Vietato diffondere i comunicati e dichiarazioni di Amnesty International e Human Rights Watch. Vietato anche diffondere senza il consenso del governo centrale report internazionali o dossier come quello della Anti-defamation League – che dà conto del crescente antisemitismo in Ungheria, Polonia e Ucraina – o quello dell’Onu sul trattamento riservato ai figli dei migranti. Silenzio anche sulle proteste in Russia, i preti pedofili, la democrazia e libertà dei media. Succede nell’Ungheria di Viktor Orban, che dalla sua elezione nel 2010 ha progressivamente ridotto la libertà di stampa di giornali, tv e radio, fino ad arrivare alla censura deliberata dalla sua maggioranza.

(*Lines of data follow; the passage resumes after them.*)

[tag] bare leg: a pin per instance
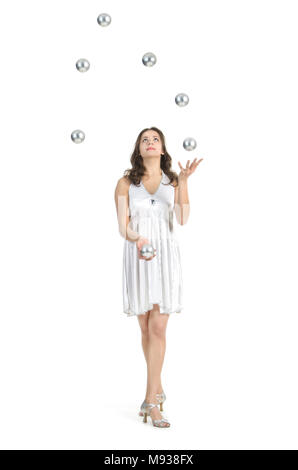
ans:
(157, 324)
(143, 321)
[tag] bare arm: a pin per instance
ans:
(181, 206)
(122, 208)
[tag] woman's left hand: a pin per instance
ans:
(185, 172)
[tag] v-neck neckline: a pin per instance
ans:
(153, 194)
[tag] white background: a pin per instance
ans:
(73, 373)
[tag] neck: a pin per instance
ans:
(152, 168)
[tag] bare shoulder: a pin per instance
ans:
(122, 185)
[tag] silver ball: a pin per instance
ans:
(104, 19)
(181, 99)
(149, 59)
(77, 136)
(189, 143)
(147, 250)
(82, 65)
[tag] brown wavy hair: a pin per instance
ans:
(135, 173)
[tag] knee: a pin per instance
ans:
(157, 328)
(145, 330)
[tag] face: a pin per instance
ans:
(150, 144)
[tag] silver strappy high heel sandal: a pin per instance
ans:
(159, 423)
(160, 398)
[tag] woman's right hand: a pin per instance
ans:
(143, 241)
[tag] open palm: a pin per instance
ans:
(186, 172)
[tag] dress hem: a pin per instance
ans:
(129, 313)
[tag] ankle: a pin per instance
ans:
(151, 399)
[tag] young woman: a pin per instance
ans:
(146, 197)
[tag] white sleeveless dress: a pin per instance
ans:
(158, 281)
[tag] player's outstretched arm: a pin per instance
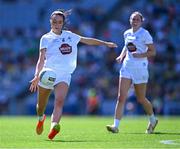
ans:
(94, 41)
(39, 66)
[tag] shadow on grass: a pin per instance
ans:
(75, 140)
(167, 133)
(155, 133)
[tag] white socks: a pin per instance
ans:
(53, 124)
(40, 118)
(152, 119)
(116, 123)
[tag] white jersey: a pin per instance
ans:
(61, 50)
(140, 39)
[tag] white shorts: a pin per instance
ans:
(137, 75)
(60, 77)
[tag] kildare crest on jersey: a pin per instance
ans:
(65, 49)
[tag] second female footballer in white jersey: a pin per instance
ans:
(58, 51)
(137, 48)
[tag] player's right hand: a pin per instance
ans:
(34, 84)
(119, 59)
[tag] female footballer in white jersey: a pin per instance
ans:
(138, 47)
(58, 51)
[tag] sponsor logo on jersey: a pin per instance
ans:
(65, 49)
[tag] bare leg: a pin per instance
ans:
(60, 94)
(140, 90)
(43, 96)
(124, 85)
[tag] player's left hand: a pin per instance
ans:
(136, 55)
(111, 45)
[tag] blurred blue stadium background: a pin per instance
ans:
(95, 82)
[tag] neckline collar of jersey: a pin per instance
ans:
(56, 34)
(137, 30)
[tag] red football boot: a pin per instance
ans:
(54, 131)
(39, 126)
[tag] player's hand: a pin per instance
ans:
(136, 55)
(34, 84)
(111, 45)
(120, 59)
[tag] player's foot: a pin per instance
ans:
(112, 128)
(54, 131)
(39, 126)
(151, 127)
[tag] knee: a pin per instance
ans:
(59, 101)
(141, 100)
(121, 98)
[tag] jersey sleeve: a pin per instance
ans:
(148, 38)
(43, 43)
(76, 38)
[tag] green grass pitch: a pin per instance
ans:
(89, 132)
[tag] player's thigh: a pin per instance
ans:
(43, 95)
(61, 90)
(140, 90)
(124, 86)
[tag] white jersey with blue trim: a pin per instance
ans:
(61, 50)
(139, 40)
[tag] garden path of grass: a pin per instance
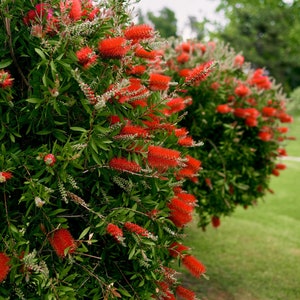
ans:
(255, 253)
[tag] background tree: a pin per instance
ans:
(165, 22)
(266, 32)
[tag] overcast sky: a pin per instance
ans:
(183, 9)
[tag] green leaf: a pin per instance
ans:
(84, 232)
(78, 129)
(5, 63)
(40, 53)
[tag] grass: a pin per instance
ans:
(255, 253)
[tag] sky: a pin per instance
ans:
(183, 9)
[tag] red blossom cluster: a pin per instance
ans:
(62, 242)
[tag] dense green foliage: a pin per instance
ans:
(97, 177)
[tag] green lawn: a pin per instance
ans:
(255, 253)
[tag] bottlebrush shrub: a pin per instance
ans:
(91, 171)
(239, 114)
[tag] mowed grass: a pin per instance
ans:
(255, 253)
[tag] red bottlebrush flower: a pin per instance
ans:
(159, 82)
(86, 56)
(280, 166)
(162, 157)
(251, 122)
(185, 72)
(186, 141)
(260, 80)
(224, 109)
(75, 12)
(142, 53)
(132, 227)
(62, 240)
(281, 152)
(122, 164)
(238, 60)
(185, 47)
(265, 136)
(136, 70)
(183, 58)
(193, 163)
(199, 73)
(176, 249)
(284, 117)
(185, 293)
(139, 32)
(128, 130)
(5, 79)
(215, 86)
(242, 90)
(268, 111)
(175, 105)
(216, 222)
(113, 47)
(177, 204)
(180, 218)
(4, 266)
(195, 267)
(115, 232)
(275, 172)
(4, 176)
(181, 132)
(49, 159)
(187, 198)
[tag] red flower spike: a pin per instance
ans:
(261, 81)
(183, 58)
(115, 232)
(62, 240)
(185, 293)
(223, 109)
(195, 267)
(139, 32)
(113, 47)
(265, 136)
(122, 164)
(159, 82)
(186, 141)
(175, 105)
(4, 266)
(193, 163)
(275, 172)
(216, 222)
(176, 249)
(4, 176)
(242, 90)
(136, 229)
(238, 60)
(280, 166)
(49, 159)
(268, 111)
(75, 12)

Il 1 dicembre il quotidiano magiaro Nepszava ha dato conto del divieto stabilito dall’agenzia stampa ufficiale ungherese Mtva, controllata dal governo, di dare voce ad Amnesty e Hrw. “È inaccettabile e indegno di uno stato membro dell’Unione Europea”, ha affermato Hugh Williamson, direttore di Hrw per l’Europa e l’Asia centrale. “Si tratta – ha aggiunto – di un nuovo passo del governo ungherese contro la libertà di stampa, con l’obiettivo di mettere a tacere le organizzazioni della società civile e interferire nel loro impegno vitale”. La censura delle “vitali” informazioni diffuse dalle Ong che tutelano i diritti umani è “uno scandalo”, ha detto dal canto suo David Vig, direttore di Amnesty in Ungheria. Per Vig si tratta di “un nuovo colpo alla libertà dei media e un’ulteriore restrizione alle attività delle organizzazioni non governative in Ungheria. Il governo nega deliberatamente alle persone in Ungheria l’accesso a informazioni vitali agli abusi dei diritti umani in Ungheria e nel resto del mondo”. Budapest, peraltro, è da tempo nel mirino dell’Unione europea per le violazioni dello stato di diritto.

L’arrivo al potere di Orban è coinciso con la stretta ai media: a FqMillennium Barbara Trionfi, direttore esecutivo dell’International Press Institute, aveva infatti confermato che “è dal 2010 che la situazione sta degenerando, ma l’Europa non se n’è resa conto. Sono stati introdotti cambi molto graduali, difficili da percepire. Per Bruxelles era complicato fare barricate perché alcuni dei nuovi elementi introdotti, dal reato della diffamazione a mezzo stampa fino al carcere per i giornalisti, sono presenti anche in altri Paesi Ue”. Da allora sono stati tanti i media spariti da un giorno all’altro o comprati da uomini vicino a Orbán, che ne hanno poi stravolto la linea editoriale, trasformandoli in megafoni del governo. 2016: chiuso Népszabadság, uno degli ultimi giornali di sinistra, dopo essere stato comprato da investitori collegati a Fidesz. Due anni dopo, con la vittoria a valanga di Orbán, il prestigioso quotidiano conservatore Magyar Nemzet è stato prima chiuso poi rilanciato nella nuova veste filogovernativa. Chiuso anche Válasz, il settimanale conservatore più popolare e da sempre critico nei confronti del governo. Klubrádió, la principale radio indipendente sopravvissuta, si può sentire solo su internet e a Budapest perché depredata delle frequenze nelle zone rurali. Una strategia non lontana da quella della Polonia, precipitata nelle classifiche della libertà di stampa dal 2015, da quando il partito Diritto e giustizia (Pis) del suo padre e padrone Jaroslaw Kaczynski arriva al potere.